With the advent of the vhs in the 1980s, my father used to watch, “The Jolson Story”, “Jolson Sings again” and of course, “The Jazz Singer,” over and over again. I remember it so clearly how he would get so emotional during these movies.

I wondered was he crying from the songs, the realities of those times or just the sentimentality of it.
Now, I see it from a different angle…

Perhaps, I could be wrong, I believe he was crying for the time that had passed.
The people who had come and gone
The naïve youth that had so quickly been robbed of the feeling of immortality by the passing of time.

My brother, Charles (nee Carlos) and I used to joke that one day we would be watching Game 6 of the Mets/Red Sox World Series and we would be crying as our children watched along, confused with our emotions.

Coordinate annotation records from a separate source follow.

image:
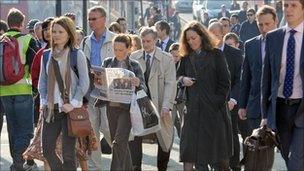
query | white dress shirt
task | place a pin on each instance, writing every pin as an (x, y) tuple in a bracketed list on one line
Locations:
[(297, 81)]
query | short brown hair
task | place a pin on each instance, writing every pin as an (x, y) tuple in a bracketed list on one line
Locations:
[(207, 43), (265, 9), (174, 46), (99, 9), (136, 39), (69, 27), (147, 30), (123, 38), (15, 18), (232, 36), (114, 26)]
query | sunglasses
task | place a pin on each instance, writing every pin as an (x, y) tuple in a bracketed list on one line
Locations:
[(93, 19)]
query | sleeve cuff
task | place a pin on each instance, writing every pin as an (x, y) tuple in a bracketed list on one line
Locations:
[(75, 103), (233, 100)]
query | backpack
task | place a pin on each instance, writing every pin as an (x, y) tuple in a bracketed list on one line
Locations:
[(11, 67), (73, 65)]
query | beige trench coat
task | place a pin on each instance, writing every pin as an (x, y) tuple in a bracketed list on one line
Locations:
[(162, 86)]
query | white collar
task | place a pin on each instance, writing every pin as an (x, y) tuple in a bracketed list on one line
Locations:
[(299, 28)]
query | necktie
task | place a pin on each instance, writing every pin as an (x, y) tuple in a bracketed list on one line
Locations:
[(148, 67), (161, 45), (290, 64)]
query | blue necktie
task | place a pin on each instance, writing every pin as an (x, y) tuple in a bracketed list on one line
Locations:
[(290, 64)]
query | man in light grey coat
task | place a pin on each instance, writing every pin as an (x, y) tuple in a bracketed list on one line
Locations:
[(98, 46), (160, 77)]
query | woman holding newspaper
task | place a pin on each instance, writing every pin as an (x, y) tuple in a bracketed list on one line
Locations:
[(119, 113)]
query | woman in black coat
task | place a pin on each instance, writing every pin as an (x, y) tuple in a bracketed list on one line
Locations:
[(206, 135)]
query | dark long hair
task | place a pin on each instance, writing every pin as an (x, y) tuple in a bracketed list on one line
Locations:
[(207, 42)]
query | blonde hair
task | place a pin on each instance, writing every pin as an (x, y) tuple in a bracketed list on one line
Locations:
[(69, 27)]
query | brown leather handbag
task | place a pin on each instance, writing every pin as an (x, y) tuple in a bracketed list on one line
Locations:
[(79, 124)]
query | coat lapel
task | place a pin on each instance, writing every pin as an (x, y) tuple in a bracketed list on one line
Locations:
[(280, 38), (259, 44), (155, 63)]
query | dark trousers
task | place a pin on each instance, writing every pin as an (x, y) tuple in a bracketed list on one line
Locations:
[(120, 127), (50, 133), (290, 136), (19, 117), (136, 151), (234, 162)]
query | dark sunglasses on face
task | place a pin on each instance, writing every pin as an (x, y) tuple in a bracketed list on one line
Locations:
[(93, 19)]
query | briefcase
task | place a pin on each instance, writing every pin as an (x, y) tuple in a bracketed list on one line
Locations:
[(259, 150)]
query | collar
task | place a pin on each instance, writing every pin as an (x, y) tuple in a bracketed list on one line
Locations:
[(299, 28), (166, 40), (103, 36), (152, 53)]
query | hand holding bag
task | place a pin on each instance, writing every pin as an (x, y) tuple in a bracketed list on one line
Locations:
[(79, 124)]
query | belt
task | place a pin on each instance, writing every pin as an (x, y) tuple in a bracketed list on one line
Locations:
[(289, 102)]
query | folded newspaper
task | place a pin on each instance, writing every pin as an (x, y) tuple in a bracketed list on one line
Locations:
[(113, 84)]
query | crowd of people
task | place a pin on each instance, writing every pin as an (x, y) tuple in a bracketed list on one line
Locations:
[(236, 73)]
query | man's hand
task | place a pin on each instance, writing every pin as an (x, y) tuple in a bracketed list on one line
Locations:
[(242, 114), (263, 122), (66, 108), (231, 104), (164, 112)]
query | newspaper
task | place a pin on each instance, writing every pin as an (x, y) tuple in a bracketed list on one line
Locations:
[(113, 84)]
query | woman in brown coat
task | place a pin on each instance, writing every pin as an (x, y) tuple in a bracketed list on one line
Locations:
[(206, 134)]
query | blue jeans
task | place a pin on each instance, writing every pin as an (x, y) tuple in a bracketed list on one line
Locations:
[(19, 111)]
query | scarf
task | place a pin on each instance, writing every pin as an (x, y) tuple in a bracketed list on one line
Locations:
[(65, 72)]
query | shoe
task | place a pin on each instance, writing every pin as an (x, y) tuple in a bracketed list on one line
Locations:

My dad saw Jolson several times live on Broadway, sold him newspapers on the street and knew every word to every song until his last breath.
I know them too, I have played them on my phone sometimes when I visited his grave in Staten Island. I usually end up emotional just remembering that look in his eyes when he sang, “The Anniversary Song” to my mom. The love that he had for everyone paled in comparison to the love he had for my beautiful mother.
In Ahi Ezer Shul, he made sure she would have a seat on the balcony so he could look up and see her. He would see her, his eyes would light up the temple and he would blow her a kiss or two.
As Joley says in the movies first lines, “wait a minute, wait a minute, you ain’t heard nothin’ yet!”